Eine mögliche UnabhängigkeitNeukaledoniens und damit auch Neuverhandlungen zur französischen Präsenz in diesem Territorium seien nicht im Interesse Frankreichs. "Aber im Interesse anderer, zum Beispiel Chinas", sagt Ross. Bereits jetzt gebe es in Frankreich immer wieder Spekulationen und Vorwürfe gegenüber China, dass Peking dort auch seine Finger im Spiel habe und versuche, die Unabhängigkeitsbestrebungen der Kanak zu unterstützen.
"Bei den aktuellen Ausschreitungen gab es auch den Vorwurf, dass Aserbaidschan dort mitgewirkt hat", sagt Ross weiter. Tatsächlich hat Aserbaidschan in der Vergangenheit mehrmals Konferenzen ausgerichtet und Delegationen aus Neukaledonien von den Kanak empfangen. "Diese aserbaidschanische Einmischung wird meist darauf zurückgeführt, dass Frankreich in den vergangenen Monaten wiederum seine Unterstützung für Armenien sehr ausgebaut hat nach dem Karabachkrieg", sagt Ross.

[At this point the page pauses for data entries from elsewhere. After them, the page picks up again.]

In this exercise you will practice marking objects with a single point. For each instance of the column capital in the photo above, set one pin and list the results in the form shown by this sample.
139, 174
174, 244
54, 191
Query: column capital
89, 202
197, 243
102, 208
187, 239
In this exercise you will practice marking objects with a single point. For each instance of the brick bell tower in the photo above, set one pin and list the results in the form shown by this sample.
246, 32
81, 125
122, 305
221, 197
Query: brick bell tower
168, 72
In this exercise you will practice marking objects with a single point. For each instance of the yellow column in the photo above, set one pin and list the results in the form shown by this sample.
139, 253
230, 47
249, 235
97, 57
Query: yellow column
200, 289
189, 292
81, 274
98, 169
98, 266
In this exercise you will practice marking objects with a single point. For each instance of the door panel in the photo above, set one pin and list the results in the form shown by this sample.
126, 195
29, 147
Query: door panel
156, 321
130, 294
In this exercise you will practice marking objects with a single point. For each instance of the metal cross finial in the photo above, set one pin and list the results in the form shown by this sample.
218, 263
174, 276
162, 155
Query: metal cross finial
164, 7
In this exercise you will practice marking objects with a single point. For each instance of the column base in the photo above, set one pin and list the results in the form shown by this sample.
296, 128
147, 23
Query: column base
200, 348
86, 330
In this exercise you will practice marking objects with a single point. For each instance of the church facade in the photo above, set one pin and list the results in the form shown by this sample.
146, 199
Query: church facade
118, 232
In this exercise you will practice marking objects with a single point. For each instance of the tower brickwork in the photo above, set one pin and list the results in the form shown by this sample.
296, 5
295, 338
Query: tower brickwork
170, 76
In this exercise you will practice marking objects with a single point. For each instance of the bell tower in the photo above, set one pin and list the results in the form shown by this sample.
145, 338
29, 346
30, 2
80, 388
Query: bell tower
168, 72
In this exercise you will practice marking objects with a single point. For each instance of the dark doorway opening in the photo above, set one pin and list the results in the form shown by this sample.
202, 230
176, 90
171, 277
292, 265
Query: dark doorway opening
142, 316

Umgang mit kolonialer Vergangenheit
Erst kürzlich sei in Frankreich ein Gesetz in den Senat eingebracht worden, welches die Einmischung fremder Mächte in die französische Politik besser überwachen und einschränken soll. "Die Geheimdienste sollen zum Beispiel mehr Spielräume haben. Da ist die vermutete Einmischung in Neukaledonien mit Sicherheit eine der Motivationen gewesen", so Ross.
Aus seiner Sicht werfen die Vorgänge in Neukaledonien aber noch eine ganz andere Frage auf – nämlich die nach dem französischen Umgang mit seiner kolonialen Vergangenheit und seinen Überseegebieten. "Die indigenen Kanak werfen Frankreich vor, sich jetzt wieder neokolonial zu benehmen", sagt Ross. Sie kritisierten, dass eine Zweiklassengesellschaft zwischen europäischen Staatsbürgern und den Indigenen aufrechterhalten werde.
Prekäre Verhältnisse in Übersee
"Macron hat zwar eine Menge in Sachen Erinnerungspolitik getan, aber teilweise gibt es immer noch einen sehr unkritischen und glorifizierenden Blick in Frankreich auf koloniale Kriege und Eroberungen", gibt Ross zu Bedenken. Im französischen Überseedepartment Mayotte herrschten außerdem extrem prekäre Lebensverhältnisse.
"Ein großer Teil der Bevölkerung lebt ohne direkten Zugang zu sauberem Trinkwasser – und das auf französischem Staatsgebiet. Für uns wäre es unvorstellbar, dass es beispielsweise ein deutsches Bundesland gibt, wo Menschen keinen Zugang zu sauberem Trinkwasser haben", sagt Ross. Hier müsse Frankreich Antworten finden – auch über die Unruhen in Neukaledonien hinaus.
Über den Gesprächspartner
Jacob Ross ist Research Fellow bei der Deutschen Gesellschaft für Auswärtige Politik (DGAP) mit Fokus auf Frankreich und deutsch-französische Beziehungen. Zu seinen Forschungsgebieten zählt die französische Außen- und Sicherheitspolitik.